Speak Up: Responding to Everyday Bigotry

What Can I Do About Offended Guests?

'What Are You?'

A friend stays overnight with a married couple. All three had been part of a beer-drinking crowd in college but when offered a beer that evening, the guest politely declines.

In the morning, the husband offers the guest a cup of coffee. Again, the guest declines. Attempting humor, the husband asks, "What are you, Mormon or something?"

The guest explains that, yes, he has married since college, to a Mormon woman, and has converted.

The wife describes it this way: "Ever the nice guy, [the guest] handled it with grace and wit, letting [my husband] off gently."

Be proactive. Before houseguests arrive, ask if they have any special dietary restrictions or other needs. Also, share any household traditions or practices you have that may affect them.

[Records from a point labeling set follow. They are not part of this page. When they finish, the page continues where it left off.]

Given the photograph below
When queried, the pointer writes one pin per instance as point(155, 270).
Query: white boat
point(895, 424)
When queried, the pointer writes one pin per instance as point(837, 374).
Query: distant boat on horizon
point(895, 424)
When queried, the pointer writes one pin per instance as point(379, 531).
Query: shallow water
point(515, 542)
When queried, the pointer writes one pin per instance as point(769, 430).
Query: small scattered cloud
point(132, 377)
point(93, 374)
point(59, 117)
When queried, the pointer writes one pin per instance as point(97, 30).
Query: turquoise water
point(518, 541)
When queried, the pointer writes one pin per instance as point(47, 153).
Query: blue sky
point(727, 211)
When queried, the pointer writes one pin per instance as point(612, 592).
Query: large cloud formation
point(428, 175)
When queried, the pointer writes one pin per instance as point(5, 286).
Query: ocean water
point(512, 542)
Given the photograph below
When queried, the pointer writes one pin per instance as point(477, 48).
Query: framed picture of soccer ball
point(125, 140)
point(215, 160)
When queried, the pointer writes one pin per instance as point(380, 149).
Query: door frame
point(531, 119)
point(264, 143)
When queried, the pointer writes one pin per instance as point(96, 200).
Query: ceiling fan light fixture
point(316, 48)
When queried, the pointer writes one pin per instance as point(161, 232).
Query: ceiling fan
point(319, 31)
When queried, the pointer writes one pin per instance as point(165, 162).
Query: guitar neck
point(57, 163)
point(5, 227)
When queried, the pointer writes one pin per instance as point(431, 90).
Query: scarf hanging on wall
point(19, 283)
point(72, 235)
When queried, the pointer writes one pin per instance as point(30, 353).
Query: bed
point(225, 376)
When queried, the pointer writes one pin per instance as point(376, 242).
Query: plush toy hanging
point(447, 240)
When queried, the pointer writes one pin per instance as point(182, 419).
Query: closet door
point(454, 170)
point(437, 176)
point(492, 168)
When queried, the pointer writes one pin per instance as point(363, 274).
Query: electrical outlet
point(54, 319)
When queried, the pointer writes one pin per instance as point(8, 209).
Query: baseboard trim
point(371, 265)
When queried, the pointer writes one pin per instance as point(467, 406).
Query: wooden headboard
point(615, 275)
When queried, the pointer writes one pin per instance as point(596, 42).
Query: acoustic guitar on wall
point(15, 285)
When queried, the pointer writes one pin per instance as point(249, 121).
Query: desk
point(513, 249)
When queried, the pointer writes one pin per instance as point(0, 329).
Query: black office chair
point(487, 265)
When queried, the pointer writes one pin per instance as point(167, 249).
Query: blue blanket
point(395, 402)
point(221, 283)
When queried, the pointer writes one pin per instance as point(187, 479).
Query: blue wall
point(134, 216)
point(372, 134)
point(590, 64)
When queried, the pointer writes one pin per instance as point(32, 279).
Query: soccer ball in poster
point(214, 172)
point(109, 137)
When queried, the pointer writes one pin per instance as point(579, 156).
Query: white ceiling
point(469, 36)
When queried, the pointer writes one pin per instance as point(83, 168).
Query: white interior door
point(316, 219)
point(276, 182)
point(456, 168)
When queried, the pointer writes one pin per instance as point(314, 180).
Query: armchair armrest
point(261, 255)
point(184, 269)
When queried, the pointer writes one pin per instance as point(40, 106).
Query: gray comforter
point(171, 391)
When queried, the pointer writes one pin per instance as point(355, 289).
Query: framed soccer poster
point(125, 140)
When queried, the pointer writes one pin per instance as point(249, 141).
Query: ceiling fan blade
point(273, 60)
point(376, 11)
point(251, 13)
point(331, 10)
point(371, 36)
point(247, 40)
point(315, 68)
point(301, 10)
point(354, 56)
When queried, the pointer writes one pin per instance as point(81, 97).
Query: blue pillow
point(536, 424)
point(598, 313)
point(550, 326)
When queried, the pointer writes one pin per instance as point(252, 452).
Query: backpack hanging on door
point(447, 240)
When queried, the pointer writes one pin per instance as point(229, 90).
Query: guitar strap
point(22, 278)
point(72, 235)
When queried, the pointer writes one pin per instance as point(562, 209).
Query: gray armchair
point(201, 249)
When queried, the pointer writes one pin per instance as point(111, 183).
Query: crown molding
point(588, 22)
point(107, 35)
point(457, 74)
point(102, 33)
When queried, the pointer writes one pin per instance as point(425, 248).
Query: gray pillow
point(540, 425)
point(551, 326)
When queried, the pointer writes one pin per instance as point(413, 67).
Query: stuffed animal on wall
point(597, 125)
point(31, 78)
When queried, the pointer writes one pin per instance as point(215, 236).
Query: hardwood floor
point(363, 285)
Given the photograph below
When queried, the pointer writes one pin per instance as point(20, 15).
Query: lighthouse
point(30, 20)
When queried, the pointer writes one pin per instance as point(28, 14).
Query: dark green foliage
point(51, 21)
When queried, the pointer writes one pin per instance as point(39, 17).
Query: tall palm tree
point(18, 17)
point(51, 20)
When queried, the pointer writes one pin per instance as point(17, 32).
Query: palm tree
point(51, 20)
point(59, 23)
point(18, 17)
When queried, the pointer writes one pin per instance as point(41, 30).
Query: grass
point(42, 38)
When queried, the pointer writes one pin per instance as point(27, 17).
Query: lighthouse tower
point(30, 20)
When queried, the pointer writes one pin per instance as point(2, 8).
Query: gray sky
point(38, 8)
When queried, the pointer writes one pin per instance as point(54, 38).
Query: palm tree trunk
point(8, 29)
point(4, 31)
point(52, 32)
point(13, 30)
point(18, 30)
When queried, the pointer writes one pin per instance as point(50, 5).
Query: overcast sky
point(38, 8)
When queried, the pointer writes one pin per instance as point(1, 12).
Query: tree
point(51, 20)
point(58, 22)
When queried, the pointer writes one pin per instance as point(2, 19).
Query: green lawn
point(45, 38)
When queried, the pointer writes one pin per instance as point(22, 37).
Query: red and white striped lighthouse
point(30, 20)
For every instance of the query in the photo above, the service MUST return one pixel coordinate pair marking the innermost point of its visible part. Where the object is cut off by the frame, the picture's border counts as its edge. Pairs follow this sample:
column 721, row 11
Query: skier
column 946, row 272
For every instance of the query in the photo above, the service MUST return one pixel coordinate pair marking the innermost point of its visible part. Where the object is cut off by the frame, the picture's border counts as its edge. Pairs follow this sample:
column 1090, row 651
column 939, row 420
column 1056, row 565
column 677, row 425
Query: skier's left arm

Pay attention. When we miss or ignore social cues and clues, we can stumble into awkward moments. Pay attention to subtleties of communication, a hesitancy from a guest before beginning a meal might indicate a need for a moment of silent prayer, for example.

Focus on behavior, not beliefs. If you feel the need to ask questions, center it on behavior rather than beliefs. "John, you used to drink in college. Have you stopped?" This may open, rather than close, a conversation.

Accept information at face value. If someone declines one thing, offer another without judgment or inference. "Would you like a soft drink instead?" Or, "We also have milk or juice; would that work?" Be gracious. Aim to please, not judge.

Take responsibility.If you do stumble, don't let someone else's graciousness take you off the hook. Make amends as quickly and sincerely as possible: "What an insensitive thing for me to say. I'm sorry."